SQL recursive common table expression in Project Scheduling practice

csabahegyi79

4.44/5 (4 votes)

14 Oct 2015CPOL6 min read

10.9K

Project Scheduling Engine with recursive SQL common table expression

Introduction

The following article describes an implementation of a Project Scheduling Engine in Microsoft SQL Server by using recursive common table expression designed for high performance.

The solution provides project forecasting functionality based on predecessor and successor dependencies.

Background

Sometimes the complexity of project scheduling goes beyond the capabilities of commercial software systems like Primavera P6. Because these solutions were designed to fit most of the companies' requirement, they have limitations. The cost of bypassing these limitations exceeds the cost of building new software which fulfils all the functionality requirement with fairly high performance.

In my case the size and the complexity of the projects ended up with over 3 million milestones in different programmes, different projects and over 7000 different sites. The milestones had cross dependencies between Programmes, Projects, Sites and used different Work Breakdown Structures (WBS).

The solution below shows how to build a single stored procedure to forecast millions of milestones effectively within seconds.

Using the code

My sample project is to build a house. To simplify the process I'll have a project start date, then 5 milestones and a housewarming party as the last milestone.

The goal of this exercise is to forecast the date of the housewarming party, by knowing only the project start date and the duration of each activity.

The engine that we design will update the successor milestones' forecast date if any of the predecessors' forecast date or completed date has changed.

To hold all the milestones which are related to my project, I am creating a table called tblMilestone.
The table stores the name of the milestones, forecast date, completed date and the duration of that activity.

CREATE TABLE tblMilestone (
    MilestoneId INT IDENTITY(1, 1) ,
    Milestone NVARCHAR(128) NOT NULL ,
    ForecastDate DATETIME NULL ,
    CompletedDate DATETIME NULL ,
    DurationInDays INT NOT NULL
                       DEFAULT ( 0 ) ,
    PRIMARY KEY ( MilestoneId ) )
GO

In this exercise I won't go into details how to fine tune with indexes and unique keys, I try to describe the solution as simple as possible.
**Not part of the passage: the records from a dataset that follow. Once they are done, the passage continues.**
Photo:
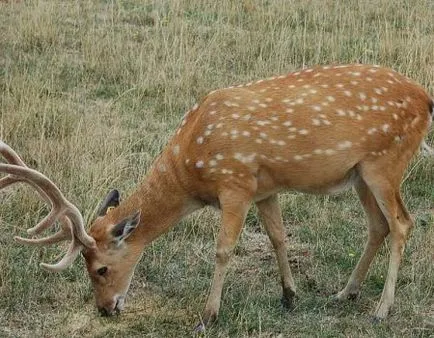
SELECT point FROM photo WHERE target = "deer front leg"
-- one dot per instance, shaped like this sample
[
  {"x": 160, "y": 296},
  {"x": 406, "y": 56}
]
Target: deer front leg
[
  {"x": 234, "y": 210},
  {"x": 378, "y": 229},
  {"x": 271, "y": 215}
]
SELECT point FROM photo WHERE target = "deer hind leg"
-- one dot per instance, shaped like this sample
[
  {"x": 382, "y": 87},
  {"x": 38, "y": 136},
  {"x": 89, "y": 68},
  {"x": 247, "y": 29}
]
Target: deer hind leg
[
  {"x": 386, "y": 192},
  {"x": 234, "y": 210},
  {"x": 271, "y": 215},
  {"x": 378, "y": 229}
]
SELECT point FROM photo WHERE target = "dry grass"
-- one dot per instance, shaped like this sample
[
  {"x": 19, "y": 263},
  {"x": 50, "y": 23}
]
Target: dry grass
[{"x": 90, "y": 92}]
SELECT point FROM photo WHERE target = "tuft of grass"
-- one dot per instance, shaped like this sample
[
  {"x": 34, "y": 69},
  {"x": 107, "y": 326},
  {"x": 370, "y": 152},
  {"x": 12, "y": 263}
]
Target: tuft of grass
[{"x": 90, "y": 91}]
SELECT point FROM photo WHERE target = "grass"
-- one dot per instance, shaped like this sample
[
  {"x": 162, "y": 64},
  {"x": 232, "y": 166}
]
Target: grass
[{"x": 91, "y": 91}]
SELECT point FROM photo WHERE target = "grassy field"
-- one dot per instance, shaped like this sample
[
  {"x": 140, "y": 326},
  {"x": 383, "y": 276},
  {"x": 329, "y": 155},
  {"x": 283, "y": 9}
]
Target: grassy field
[{"x": 90, "y": 91}]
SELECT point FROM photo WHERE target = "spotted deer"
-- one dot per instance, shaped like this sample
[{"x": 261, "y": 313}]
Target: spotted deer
[{"x": 319, "y": 130}]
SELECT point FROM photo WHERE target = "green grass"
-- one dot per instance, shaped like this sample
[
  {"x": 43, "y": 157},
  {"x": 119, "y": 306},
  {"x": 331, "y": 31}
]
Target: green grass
[{"x": 90, "y": 91}]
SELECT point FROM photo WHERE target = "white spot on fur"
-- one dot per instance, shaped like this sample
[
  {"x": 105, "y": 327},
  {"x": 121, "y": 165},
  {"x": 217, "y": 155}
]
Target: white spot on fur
[
  {"x": 344, "y": 145},
  {"x": 175, "y": 149}
]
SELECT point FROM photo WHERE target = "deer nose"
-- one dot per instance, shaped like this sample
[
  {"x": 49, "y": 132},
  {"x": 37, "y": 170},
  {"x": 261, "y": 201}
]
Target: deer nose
[{"x": 104, "y": 312}]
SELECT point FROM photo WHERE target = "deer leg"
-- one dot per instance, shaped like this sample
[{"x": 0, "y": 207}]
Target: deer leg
[
  {"x": 271, "y": 215},
  {"x": 234, "y": 210},
  {"x": 378, "y": 229},
  {"x": 389, "y": 200}
]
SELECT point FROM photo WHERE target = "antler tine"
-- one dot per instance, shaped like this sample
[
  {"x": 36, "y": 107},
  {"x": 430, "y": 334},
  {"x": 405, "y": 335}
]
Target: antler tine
[
  {"x": 61, "y": 206},
  {"x": 70, "y": 256},
  {"x": 66, "y": 233}
]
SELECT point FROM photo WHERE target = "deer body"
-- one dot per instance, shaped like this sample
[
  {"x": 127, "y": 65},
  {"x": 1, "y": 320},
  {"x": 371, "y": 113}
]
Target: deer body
[{"x": 319, "y": 130}]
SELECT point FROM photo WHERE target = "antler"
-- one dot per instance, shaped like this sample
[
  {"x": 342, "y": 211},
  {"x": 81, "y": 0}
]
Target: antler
[{"x": 70, "y": 218}]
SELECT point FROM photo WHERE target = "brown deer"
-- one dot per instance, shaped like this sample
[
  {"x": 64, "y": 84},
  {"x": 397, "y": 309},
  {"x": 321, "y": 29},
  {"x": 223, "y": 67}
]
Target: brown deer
[{"x": 319, "y": 130}]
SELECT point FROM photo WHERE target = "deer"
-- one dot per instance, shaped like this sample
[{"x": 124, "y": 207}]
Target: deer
[{"x": 320, "y": 130}]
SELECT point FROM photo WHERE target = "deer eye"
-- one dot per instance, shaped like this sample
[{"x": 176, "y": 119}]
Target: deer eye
[{"x": 101, "y": 271}]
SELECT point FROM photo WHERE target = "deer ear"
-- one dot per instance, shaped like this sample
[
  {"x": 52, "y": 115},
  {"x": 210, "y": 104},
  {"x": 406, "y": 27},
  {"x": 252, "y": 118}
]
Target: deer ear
[
  {"x": 122, "y": 230},
  {"x": 110, "y": 202}
]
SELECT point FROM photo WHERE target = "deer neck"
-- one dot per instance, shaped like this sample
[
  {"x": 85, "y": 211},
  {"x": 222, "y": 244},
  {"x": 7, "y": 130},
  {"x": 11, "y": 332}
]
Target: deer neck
[{"x": 162, "y": 202}]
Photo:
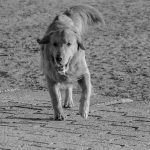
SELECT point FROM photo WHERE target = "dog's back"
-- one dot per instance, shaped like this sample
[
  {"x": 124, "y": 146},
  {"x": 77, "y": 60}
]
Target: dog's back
[{"x": 84, "y": 16}]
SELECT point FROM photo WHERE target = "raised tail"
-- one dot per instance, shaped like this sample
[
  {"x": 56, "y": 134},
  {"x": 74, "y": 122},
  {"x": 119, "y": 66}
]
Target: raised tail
[{"x": 84, "y": 16}]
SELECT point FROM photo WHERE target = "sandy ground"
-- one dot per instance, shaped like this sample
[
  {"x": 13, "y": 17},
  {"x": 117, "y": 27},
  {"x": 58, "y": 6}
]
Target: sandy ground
[
  {"x": 118, "y": 57},
  {"x": 26, "y": 123}
]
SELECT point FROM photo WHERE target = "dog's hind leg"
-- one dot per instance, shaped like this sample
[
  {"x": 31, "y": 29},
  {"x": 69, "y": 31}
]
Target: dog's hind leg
[
  {"x": 68, "y": 97},
  {"x": 85, "y": 83},
  {"x": 55, "y": 94}
]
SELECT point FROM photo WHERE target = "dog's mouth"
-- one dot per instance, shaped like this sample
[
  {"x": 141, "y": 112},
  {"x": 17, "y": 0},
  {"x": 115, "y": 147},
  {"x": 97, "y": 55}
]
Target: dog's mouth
[{"x": 62, "y": 69}]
At the beginning, the only thing I know is that I will commence the work on a certain date, and the time I allocate to each activity to be finished.
Our plan is to build a process, which updates the forecast date by calculations.

INSERT  INTO dbo.tblMilestone
        ( Milestone, ForecastDate, DurationInDays )<
VALUES  ( N'Project Start', '2016 Feb 1', 0 ),
        ( N'Buy Land', NULL, 30 ),
        ( N'Build Walls', NULL, 20 ),
        ( N'Build Roof', NULL, 15 ),
        ( N'Build Garden', NULL, 30 ),
        ( N'Key Handover', NULL, 2 )    ,
        ( N'Housewarming party', NULL, 5 )

If the project milestones were sequential, we would add sum of duration days to the start date to get the date of the housewarming party. But some of the activity can be started at the same time as others.

Only thing I have to do in order to start building the garden is to buy the land, in theory, I can start build the garden at the same time when I build the walls. Even though this is not the most practical approach, but assume for example sake.

In case of normal parent and child relationship we could store the dependencies in tblMilestone. However, it would limit the number of parent milestone to one.

Let assume, at the time when we have bought the land we will start building the walls and the garden too. After we finished the walls, we can start building the roof.

So the time necessary to build the walls and roof is 35 days and the garden would take 30 days. Therefore the earliest date for the housewarming party when both the activities have finished which is 35 days plus 2 days for the key hand.

Therefore, in order to kick off the housewarming party we need to finish all the activities.

In project management terms, the key handover milestone has two predecessors
1., Complete building the roof (please note: building the roof milestone has predecessor of building the walls)
2., Complete building the garden

To map this predecessor-successor relationship we need another table.

CREATE TABLE tblMilestoneDependency (
    MilestoneDependencyId INT IDENTITY(1, 1) ,
    PredecessorMilestoneId INT NULL --reference of the milestone to be finished before our activity can be started
    ,
    MilestoneId INT NOT NULL --current milestone in question
    ,
    PRIMARY KEY ( MilestoneDependencyId ) )
GO

ALTER TABLE dbo.tblMilestoneDependency
ADD CONSTRAINT FK_tblMilestoneDependency_PredecessorMilestoneId FOREIGN KEY (PredecessorMilestoneId) REFERENCES tblMilestone (MilestoneId)
GO

ALTER TABLE dbo.tblMilestoneDependency
ADD CONSTRAINT FK_tblMilestoneDependency_MilestoneId FOREIGN KEY (MilestoneId) REFERENCES tblMilestone (MilestoneId)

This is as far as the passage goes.